Anti-Aggregation Therapy
In elective cases a bolus of heparin (5000 IU) was administered after groin puncture, followed by aliquots of 1000 IU/h. Heparin was discontinued at the end of the procedure. For WEB implantation, all elective patients received acetylsalicylic acid (ASA) 100 mg/day starting 5–7 days before the procedure and ASA monotherapy was continued for a minimum of 4 weeks. In the case of additional stent implantation or flow-diversion, a daily dual antiplatelet regimen with ASA 100 mg and clopidogrel 75 mg was administered for at least 4 months after the intervention, starting 5–7 days before the procedure. Thereafter, ASA monotherapy was continued lifelong. Platelet inhibition was tested in all patients with ASA and accessorily P2Y12 assays where required (VerifyNow, Accumetrics, San Diego, CA, USA). A platelet inhibition level between 350–550 aspirin response units (ARU) and 30–90% for clopidogrel was postulated. An insufficient response to either drug was counteracted by dose escalation (e.g. clopidogrel 150 mg/day) or substitution with prasugrel (60 mg bolus, 10 mg/day). In cases of acute SAH and sole WEB treatment, no additional antiplatelet drugs were administered.
Complications and Clinical Outcome
Procedure-related complications were retrospectively obtained from the patient charts and the operation records. The focus was on periprocedural complications that occurred intraoperatively and in the early postinterventional period until discharge of the patient from hospital and the clinical outcome until 6‑month follow-up visit. Complications were classified as symptomatic or asymptomatic and both complication types are reported. Patients with symptomatic complications were defined to have new neurological deficits postoperatively that were either transient (deficits resolved until discharge) or persistent (neurological deficits at discharge).
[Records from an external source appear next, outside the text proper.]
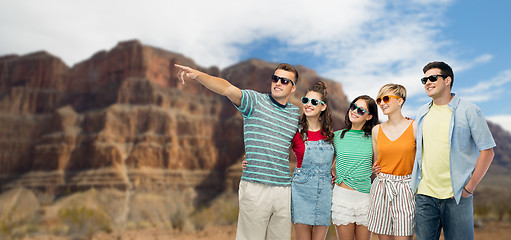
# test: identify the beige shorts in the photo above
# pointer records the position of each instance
(265, 211)
(349, 206)
(392, 207)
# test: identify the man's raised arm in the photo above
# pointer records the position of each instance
(215, 84)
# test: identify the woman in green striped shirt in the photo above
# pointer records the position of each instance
(353, 161)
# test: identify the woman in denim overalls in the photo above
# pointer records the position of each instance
(311, 187)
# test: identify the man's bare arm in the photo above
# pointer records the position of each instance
(215, 84)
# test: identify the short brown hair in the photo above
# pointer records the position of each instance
(445, 69)
(289, 68)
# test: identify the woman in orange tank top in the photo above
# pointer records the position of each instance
(392, 204)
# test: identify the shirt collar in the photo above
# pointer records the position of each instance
(277, 103)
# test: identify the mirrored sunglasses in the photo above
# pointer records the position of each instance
(360, 111)
(432, 78)
(283, 80)
(386, 99)
(313, 101)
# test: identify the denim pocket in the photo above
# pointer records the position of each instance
(301, 177)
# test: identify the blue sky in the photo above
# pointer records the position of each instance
(361, 43)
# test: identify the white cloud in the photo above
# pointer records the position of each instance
(503, 120)
(488, 89)
(364, 43)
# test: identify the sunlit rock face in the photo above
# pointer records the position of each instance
(122, 119)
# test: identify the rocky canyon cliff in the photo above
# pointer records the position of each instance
(121, 119)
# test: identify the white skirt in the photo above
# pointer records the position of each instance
(349, 206)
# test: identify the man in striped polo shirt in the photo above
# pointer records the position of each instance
(269, 124)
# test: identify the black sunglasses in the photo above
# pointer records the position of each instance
(283, 80)
(360, 111)
(313, 101)
(431, 78)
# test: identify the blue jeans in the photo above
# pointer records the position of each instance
(432, 214)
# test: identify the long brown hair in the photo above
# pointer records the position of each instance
(325, 117)
(368, 126)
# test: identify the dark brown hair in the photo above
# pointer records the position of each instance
(445, 69)
(325, 117)
(289, 68)
(368, 126)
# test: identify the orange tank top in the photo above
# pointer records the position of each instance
(396, 157)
According to the modified Rankin scale (mRS) score, clinical outcome was determined at baseline, at discharge from hospital and at 6‑month follow-up visit. A mRS score of 0–2 was categorized as favorable outcome and a score of 3–6 as unfavorable outcome. Device-related morbidity was defined as unfavorable outcome at 6‑month follow-up, which could be clearly ascribed to the WEB procedure.
Statistical Analysis
Categorical variables were expressed as numbers with percentages and compared using the χ2-test and Fisher’s Exact test, when appropriate. Continuous variables were presented as means ± standard deviation. Continuous variables were tested for normality using the Shapiro-Wilk test and then compared between the groups using the two-sided unpaired Student’s t‑test (for normally distributed data) and the Mann-Whitney U-test (for non-normally distributed data). Univariate analysis was performed to reveal parameters that correlate with the occurrence of complications. Predictive factors in the univariate analysis (p < 0.1) were entered into a binary logistic regression model to identify independent factors of complications. Receiver operating characteristic (ROC) curve analysis was performed to determine cut-off values. All calculations were performed using SPSS software (IBM SPSS Statistics for Windows, Version 25.0, Armonk, NY, USA). A p-value <0.05 was considered as statistically significant.
Results
Patient and Aneurysm Characteristics
A total of 121 patients with 122 aneurysms were treated with the WEB device within the study period. Of the patients one that underwent WEB embolization for two aneurysms in a single session was excluded from analysis. Hence, the final study population consisted of 120 patients with 120 aneurysms. The mean patient age was 58.5 ± 11.9 years, 80 patients (66.7%) were female and 38 patients (31.7%) presented with aneurysmal subarachnoid hemorrhage. Baseline patient characteristics are outlined in Table 1.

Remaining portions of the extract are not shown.